Extracellular matrix responses to transforming growth factor-β (TGF-β) stimulation are altered in the absence of Ptpra. Wild type WT and Ptpra^−/− murine embryonic fibroblasts (MEFs) were stimulated with 2 ng/mL of TGF-β for 24 h and harvested for bulk RNA sequencing. The “ECM Organization” GO term pathway was interrogated. A: principal component analysis (PCA) shows clear clustering of transcriptomic data. A single sample (WT, TGF-β, 24 h stimulation) was excluded due to poor quality RNA. B: heatmap of differentially expressed genes (DEGs) within the “ECM Organization” GO term pathway that were significant for the interaction comparison between WT and Ptpra^−/− after stimulation with TGF-β at a false discovery rate (FDR) of 0.05. C: bar plot of the “parent” ECM Organization GO Term (GO:0030198) and its “children” ordered by P value significance on the y-axis, with x-axis showing the fraction of overlap between the GO term’s annotated genes and the significant genes in the analysis.

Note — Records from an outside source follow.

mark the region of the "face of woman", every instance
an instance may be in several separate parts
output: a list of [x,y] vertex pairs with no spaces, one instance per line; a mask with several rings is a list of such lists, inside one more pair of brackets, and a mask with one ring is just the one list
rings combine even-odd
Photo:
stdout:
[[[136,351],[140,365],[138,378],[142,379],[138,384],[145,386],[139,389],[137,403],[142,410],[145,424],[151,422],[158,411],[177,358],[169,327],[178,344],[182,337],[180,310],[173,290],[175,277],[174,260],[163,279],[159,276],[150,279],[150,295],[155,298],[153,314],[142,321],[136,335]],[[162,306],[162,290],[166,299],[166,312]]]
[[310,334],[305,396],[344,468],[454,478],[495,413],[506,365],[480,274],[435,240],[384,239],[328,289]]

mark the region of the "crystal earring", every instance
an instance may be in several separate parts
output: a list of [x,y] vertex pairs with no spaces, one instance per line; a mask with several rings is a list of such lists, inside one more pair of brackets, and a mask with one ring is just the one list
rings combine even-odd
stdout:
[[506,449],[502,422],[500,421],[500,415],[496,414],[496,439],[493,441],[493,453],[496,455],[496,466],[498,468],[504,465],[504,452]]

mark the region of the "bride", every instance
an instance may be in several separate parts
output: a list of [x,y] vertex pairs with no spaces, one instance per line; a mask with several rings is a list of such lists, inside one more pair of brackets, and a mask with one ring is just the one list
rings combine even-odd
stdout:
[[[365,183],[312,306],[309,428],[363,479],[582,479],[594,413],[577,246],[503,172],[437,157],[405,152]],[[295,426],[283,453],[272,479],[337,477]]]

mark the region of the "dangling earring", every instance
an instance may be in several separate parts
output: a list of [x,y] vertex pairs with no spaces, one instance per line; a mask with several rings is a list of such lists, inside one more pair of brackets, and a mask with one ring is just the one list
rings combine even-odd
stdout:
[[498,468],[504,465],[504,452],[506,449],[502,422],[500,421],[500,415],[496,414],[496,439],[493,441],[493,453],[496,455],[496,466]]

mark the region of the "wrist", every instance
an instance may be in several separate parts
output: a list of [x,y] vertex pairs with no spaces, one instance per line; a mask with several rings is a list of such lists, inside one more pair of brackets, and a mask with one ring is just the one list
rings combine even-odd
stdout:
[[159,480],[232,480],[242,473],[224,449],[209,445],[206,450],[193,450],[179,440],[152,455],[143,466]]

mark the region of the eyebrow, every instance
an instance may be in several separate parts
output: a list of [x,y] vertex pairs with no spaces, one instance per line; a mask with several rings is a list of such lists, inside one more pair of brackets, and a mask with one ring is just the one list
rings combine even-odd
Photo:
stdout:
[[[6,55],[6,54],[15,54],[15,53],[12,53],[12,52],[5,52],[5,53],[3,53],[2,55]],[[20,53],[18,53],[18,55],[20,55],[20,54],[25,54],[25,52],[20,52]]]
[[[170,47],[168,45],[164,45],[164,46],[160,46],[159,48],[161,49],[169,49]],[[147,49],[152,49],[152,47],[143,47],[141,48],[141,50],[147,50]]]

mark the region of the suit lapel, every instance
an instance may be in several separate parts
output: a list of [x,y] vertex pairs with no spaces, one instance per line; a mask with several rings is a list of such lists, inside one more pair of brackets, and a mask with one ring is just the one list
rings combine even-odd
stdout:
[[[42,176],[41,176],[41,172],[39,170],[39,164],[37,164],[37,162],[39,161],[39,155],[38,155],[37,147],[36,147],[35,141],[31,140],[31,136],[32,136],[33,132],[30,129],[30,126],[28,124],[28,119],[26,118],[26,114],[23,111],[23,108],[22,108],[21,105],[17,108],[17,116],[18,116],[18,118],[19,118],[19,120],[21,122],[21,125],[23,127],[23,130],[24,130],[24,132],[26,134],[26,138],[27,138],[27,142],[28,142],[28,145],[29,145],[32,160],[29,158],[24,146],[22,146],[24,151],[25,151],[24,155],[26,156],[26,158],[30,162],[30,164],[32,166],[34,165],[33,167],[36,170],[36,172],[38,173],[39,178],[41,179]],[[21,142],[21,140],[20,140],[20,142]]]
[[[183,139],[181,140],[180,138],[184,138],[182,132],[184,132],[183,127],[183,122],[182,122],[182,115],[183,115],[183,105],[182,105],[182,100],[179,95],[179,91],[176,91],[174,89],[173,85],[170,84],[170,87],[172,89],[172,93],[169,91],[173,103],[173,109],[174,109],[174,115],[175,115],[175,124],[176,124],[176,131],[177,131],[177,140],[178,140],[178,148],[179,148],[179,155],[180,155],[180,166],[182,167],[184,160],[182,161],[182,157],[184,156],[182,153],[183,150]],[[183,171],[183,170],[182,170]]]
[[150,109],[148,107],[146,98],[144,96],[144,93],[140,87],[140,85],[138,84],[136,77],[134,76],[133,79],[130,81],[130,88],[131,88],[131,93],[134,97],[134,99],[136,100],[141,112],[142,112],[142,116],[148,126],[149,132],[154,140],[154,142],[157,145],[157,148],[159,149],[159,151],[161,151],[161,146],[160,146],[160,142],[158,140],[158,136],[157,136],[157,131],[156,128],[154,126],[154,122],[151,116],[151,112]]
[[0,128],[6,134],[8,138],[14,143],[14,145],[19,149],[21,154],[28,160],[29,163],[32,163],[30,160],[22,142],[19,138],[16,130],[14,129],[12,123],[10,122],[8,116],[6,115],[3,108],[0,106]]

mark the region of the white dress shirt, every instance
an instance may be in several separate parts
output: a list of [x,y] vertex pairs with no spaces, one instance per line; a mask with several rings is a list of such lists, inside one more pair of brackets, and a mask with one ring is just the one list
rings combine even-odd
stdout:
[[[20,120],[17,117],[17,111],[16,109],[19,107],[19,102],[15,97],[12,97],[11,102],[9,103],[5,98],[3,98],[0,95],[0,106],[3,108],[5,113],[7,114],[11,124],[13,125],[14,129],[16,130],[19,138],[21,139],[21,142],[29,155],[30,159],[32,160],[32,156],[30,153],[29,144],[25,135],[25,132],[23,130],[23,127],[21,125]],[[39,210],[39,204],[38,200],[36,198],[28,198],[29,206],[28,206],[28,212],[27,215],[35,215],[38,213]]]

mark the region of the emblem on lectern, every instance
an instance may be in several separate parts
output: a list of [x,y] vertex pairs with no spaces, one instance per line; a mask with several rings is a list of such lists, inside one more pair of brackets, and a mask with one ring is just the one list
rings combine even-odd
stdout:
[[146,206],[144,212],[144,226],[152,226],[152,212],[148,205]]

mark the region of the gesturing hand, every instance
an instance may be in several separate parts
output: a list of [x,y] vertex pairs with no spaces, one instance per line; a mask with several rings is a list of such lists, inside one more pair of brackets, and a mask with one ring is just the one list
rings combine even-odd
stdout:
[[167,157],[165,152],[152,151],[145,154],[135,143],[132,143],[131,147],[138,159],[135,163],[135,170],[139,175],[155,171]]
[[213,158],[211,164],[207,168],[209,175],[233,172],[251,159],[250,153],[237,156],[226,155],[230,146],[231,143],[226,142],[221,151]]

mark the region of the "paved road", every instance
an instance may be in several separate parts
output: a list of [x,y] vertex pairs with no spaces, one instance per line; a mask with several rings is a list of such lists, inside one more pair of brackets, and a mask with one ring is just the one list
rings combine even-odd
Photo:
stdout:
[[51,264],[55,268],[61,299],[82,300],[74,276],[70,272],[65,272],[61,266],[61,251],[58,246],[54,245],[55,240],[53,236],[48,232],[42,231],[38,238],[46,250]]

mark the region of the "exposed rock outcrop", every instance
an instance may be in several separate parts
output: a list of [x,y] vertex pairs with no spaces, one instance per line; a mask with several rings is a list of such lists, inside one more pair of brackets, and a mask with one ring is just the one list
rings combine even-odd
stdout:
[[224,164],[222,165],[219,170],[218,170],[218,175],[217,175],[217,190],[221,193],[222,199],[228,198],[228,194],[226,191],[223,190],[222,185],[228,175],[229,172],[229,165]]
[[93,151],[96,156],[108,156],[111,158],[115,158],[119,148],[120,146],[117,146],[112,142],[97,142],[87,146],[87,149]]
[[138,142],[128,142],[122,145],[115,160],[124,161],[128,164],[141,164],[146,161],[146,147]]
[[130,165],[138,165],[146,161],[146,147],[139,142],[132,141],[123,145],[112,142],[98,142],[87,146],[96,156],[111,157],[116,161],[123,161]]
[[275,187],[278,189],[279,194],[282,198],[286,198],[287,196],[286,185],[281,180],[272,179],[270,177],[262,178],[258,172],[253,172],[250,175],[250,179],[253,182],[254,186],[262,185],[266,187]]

D: scatterplot of genes within the ECM Organization GO term pathway. The x-axis shows log2-fold change for TGF-β over buffer in the WT fibroblasts, and the y-axis shows log2-fold change for TGF-β over buffer in the Ptpra^−/− cells. Genes that reached significance are shown in orange. E: a subset of genes within the ECM Organization GO term that demonstrate differential responses to TGF-β based on genotype (WT vs. Ptpra^−/−) are shown.

Figure 6.

CRISPR-targeted knockdown of PTPRA results in attenuated responses of human fibroblasts to transforming growth factor-β (TGF-β) stimulation. A: CRISPR-targeted knockdown of PTPRA in hTERT-transformed immortalized human lung fibroblasts (IHLFs) results in efficient deletion of the protein tyrosine phosphatase-α (PTPα) protein by Western blotting. B: PTPRA-sufficient and PTPRA-KD fibroblasts were treated with 2 ng/mL of TGF-β, or buffer for 24 h and harvested to analyze the expression of SERPINE1, CTGF, and CYR61 by qPCR. C: PTPRA-sufficient and PTPRA-KD fibroblasts were treated with 2 ng/mL of TGF-β for 30 min and harvested, after which phosphorylation status of SMAD3 was assessed by Western blotting. Densitometry shows expression of phospho-SMAD3 over total SMAD3. D: PTPRA-sufficient and PTPRA-KD fibroblasts were treated with 2 ng/mL of TGF-β for 15 min and harvested, after which phosphorylation status of p38 was assessed by Western blotting. Densitometry shows expression of phospho-p38 over total p38. Data represent mean values ± SE from at least three independent experiments. *P < 0.05; one-way ANOVA.

Figure 7.

Bronchoalveolar lavage (BAL) fluid from patients with acute respiratory distress syndrome (ARDS) and murine lung injury-BAL fluid induces expression of transforming growth factor-β (TGF-β)-dependent profibrotic genes in lung fibroblasts, which is attenuated in the absence of protein tyrosine phosphatase-α (PTPα). BAL fluid collected from patients with ARDS or normal human controls was used to stimulate cultured normal human lung fibroblasts (NHLFs). After 24 h, cells were harvested for qPCR expression of COL1A1 (A) and SERPINE1 (B). BAL fluid from Ptpra^wt/wt and Ptpra^−/− mice treated for 48 h with HCl or saline was used to stimulate cultured NIH 3T3 fibroblasts. After 6 h, cells were harvested for qPCR expression of Ctgf (C) and Acta2 (D). Right-skewed variables were natural-log transformed prior to analysis for significance. Each symbol represents an individual patient (n = 14 ARDS patients, 4 controls) or experimental animal (n = 4–8 mice/group), and horizontal lines represent geometric mean and 95% confidence interval (CI). *P ≤ 0.05; t test between specific treatment combinations.